Because of this, it does not support bacteria or fungal growth.
As a Code Approved Vapor Barrier Spray Foam stops air movement in the
basement, crawlspace, attic, and within the wall cavity, which eliminates moisture
problems such as mold and mildew. Once Spray Foam cures, it does not or
emit any harmful VOCs or CFCs. A building sprayed with Foam is also much
quieter. It lowers the noise level from outside, and inside too. The result is
improved indoor air quality, and a healthier more comfortable building.

16. How Does Spray Foam Control Moisture and Condensation?

Moisture, mold spores, pollutants, and insects move on air currents, which can
travel through fiberglass insulation. Most of the damaging moisture within a
building envelope is the result of convection currents through and inside the wall
cavity. Warm moist inside air circulates and exchanges with cold dry outside air
when the cavity is insulated with Fiberglass or Cellulose. As the moisture in the
air condenses, it forms dew within the insulation. This decreases the
effectiveness of the insulation, and if it is there long enough, grows mold and can
even rot the wall framing. Spray foam fills up the wall cavity and stops the air
movement within the wall. No air movement means no convection, resulting in no
condensation, and elimination of moisture problems.

17. What about flooding?                                                                                                                                                                                                                                             FEMA guidelines consider closed cell spray foam a class 5 rated (most flood resistant) material. It is the ONLY acceptable
insulation material listed by FEMA under flood resistant building material
guidelines.

18. I am putting up a new construction building. When would I install Spray
Foam Insulation?


Spray Foam is installed after all windows, doors and roof components (rafters,
roof decking, collar ties, trusses) are in, after exterior wall framing(studs,
sheathing, building wrap) are done. Electrical, and plumbing inspections must
also be completed first. Anything else located behind the drywall must be
installed and inspected first, as the foam will encapsulate everything inside the
walls. It is the last installation to take place before drywall is put in place.

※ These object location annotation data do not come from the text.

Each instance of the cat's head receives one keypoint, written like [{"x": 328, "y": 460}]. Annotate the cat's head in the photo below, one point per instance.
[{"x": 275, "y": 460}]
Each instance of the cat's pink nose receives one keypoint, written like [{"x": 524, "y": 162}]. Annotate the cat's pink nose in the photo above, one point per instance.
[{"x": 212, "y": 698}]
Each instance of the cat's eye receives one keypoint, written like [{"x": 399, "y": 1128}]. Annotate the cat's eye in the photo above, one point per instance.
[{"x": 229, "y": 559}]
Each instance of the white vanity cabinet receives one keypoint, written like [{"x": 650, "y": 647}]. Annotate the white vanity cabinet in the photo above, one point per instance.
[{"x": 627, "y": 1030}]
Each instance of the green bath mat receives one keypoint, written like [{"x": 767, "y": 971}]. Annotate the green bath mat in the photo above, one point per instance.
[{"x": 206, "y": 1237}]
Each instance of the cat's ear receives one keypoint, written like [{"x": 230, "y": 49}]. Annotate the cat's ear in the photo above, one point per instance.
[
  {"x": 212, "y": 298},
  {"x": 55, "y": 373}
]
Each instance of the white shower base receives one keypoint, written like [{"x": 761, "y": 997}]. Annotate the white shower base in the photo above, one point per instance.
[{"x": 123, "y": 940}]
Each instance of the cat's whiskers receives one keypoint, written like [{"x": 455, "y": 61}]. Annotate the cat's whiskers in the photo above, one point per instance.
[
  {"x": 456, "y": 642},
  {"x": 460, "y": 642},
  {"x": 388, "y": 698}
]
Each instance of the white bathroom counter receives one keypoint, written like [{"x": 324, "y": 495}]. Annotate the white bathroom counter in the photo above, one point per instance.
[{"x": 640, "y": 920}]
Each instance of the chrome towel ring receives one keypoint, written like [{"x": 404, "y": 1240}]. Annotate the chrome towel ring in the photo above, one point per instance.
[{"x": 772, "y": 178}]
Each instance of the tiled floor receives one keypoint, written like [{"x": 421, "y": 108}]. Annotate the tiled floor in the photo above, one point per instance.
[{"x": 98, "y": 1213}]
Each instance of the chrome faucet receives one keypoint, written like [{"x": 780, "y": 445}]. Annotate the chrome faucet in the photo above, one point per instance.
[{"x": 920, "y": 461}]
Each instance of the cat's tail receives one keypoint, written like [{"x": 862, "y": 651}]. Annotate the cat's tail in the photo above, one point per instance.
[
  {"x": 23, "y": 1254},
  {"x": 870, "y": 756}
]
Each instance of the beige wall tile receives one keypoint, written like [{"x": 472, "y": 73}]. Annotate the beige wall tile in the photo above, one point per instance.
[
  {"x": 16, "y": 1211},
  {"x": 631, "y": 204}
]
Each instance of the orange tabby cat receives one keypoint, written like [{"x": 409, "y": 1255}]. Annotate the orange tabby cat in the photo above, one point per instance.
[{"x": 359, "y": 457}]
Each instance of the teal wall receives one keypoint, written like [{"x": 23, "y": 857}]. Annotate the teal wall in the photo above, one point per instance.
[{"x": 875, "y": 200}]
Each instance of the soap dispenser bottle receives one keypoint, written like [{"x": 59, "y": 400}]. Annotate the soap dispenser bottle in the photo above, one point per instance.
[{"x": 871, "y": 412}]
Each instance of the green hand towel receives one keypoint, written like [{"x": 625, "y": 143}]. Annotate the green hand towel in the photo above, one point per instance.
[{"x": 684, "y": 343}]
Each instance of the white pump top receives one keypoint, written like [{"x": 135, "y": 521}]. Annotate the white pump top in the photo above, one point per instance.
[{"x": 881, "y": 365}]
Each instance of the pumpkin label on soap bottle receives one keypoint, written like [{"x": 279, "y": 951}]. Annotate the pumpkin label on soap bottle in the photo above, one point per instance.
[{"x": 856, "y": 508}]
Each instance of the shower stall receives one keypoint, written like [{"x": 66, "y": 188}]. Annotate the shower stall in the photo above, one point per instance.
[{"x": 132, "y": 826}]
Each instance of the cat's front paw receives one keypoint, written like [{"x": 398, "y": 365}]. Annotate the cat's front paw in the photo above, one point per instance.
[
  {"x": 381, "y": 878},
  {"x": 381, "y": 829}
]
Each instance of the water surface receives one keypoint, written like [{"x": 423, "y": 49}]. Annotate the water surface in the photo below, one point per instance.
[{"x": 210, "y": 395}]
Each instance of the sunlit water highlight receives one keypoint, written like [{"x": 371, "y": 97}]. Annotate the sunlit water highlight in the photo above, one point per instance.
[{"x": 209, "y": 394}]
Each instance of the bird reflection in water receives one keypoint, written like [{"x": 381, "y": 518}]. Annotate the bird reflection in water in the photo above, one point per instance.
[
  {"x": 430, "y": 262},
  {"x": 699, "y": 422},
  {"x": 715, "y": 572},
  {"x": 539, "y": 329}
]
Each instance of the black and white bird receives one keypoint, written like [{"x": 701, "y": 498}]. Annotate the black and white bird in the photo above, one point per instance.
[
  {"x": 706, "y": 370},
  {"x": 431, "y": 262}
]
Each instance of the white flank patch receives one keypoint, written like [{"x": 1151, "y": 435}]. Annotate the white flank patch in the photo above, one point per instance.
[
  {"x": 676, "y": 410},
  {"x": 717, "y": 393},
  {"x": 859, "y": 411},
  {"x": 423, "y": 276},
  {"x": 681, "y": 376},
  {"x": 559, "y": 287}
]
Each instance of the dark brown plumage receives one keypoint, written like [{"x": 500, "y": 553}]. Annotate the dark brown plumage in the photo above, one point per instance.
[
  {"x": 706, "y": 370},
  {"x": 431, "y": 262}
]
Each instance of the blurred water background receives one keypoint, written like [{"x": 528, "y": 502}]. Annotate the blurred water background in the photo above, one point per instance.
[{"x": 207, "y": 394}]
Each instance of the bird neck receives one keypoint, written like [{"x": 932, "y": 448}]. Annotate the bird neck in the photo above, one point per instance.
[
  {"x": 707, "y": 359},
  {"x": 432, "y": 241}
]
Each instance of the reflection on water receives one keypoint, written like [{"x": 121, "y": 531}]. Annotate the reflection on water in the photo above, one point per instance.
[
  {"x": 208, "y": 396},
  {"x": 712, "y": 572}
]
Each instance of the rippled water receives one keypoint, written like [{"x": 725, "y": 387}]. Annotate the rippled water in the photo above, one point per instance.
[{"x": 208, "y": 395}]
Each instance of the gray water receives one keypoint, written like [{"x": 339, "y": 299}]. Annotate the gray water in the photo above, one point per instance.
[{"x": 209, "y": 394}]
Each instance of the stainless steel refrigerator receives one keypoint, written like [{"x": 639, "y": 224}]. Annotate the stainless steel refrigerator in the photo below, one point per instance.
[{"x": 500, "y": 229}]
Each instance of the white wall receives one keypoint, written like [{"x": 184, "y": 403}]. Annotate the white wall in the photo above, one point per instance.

19. How Long Does Spray Foam Last?

It will last as long as the building lasts. In fact, it strengthens the building, and
makes the building last longer as well.

20. Does Spray Foam Cause any Overheating with Electrical Wiring?

No, If the electrical wiring is of the right size so it doesn’t overheat on its own,
Spray Foam will not cause it to overheat.

21. Is Spray Foam Corrosive to Metal or any other construction material?

No, Spray Foam is inert, and non-corrosive.

22. How is spray foam insulation priced?

It is priced by the Board Foot, which is a measure of volume. We carefully
measure your exterior walls and/or roof and/or basement/crawlspace to get the
total area needing spray foam. This area, times the thickness of spray foam is
the number of board feet of foam required. A 100-foot by 8-foot area with foam
one inch thick is 800 board foot. Two inches thick would be 1,600 board feet,
etc.,
Spray foam is R7 per inch, so the thickness determines the total R value. As an
example, if your wall studs are 2X6, fiberglass insulation can offer a maximum R
value of 19. Spray foam at the same thickness can offer an R value of 40. The
additional cost of installing spray foam will be more than made up by the savings
you’ll get on your utility costs because of the added R value of the insulation.
Volume discounts apply for larger jobs

23. What other services does Strictly Business offer besides Spray Foam?

We can offer you everything from a Home Energy Audit, to tips on improving your
home’s energy efficiency to providing a full service solution to all your energy
efficiency and sustainability needs.
We believe strongly that you can, with a little help, both save energy and money,
and make your home a more comfortable and enjoyable place to live.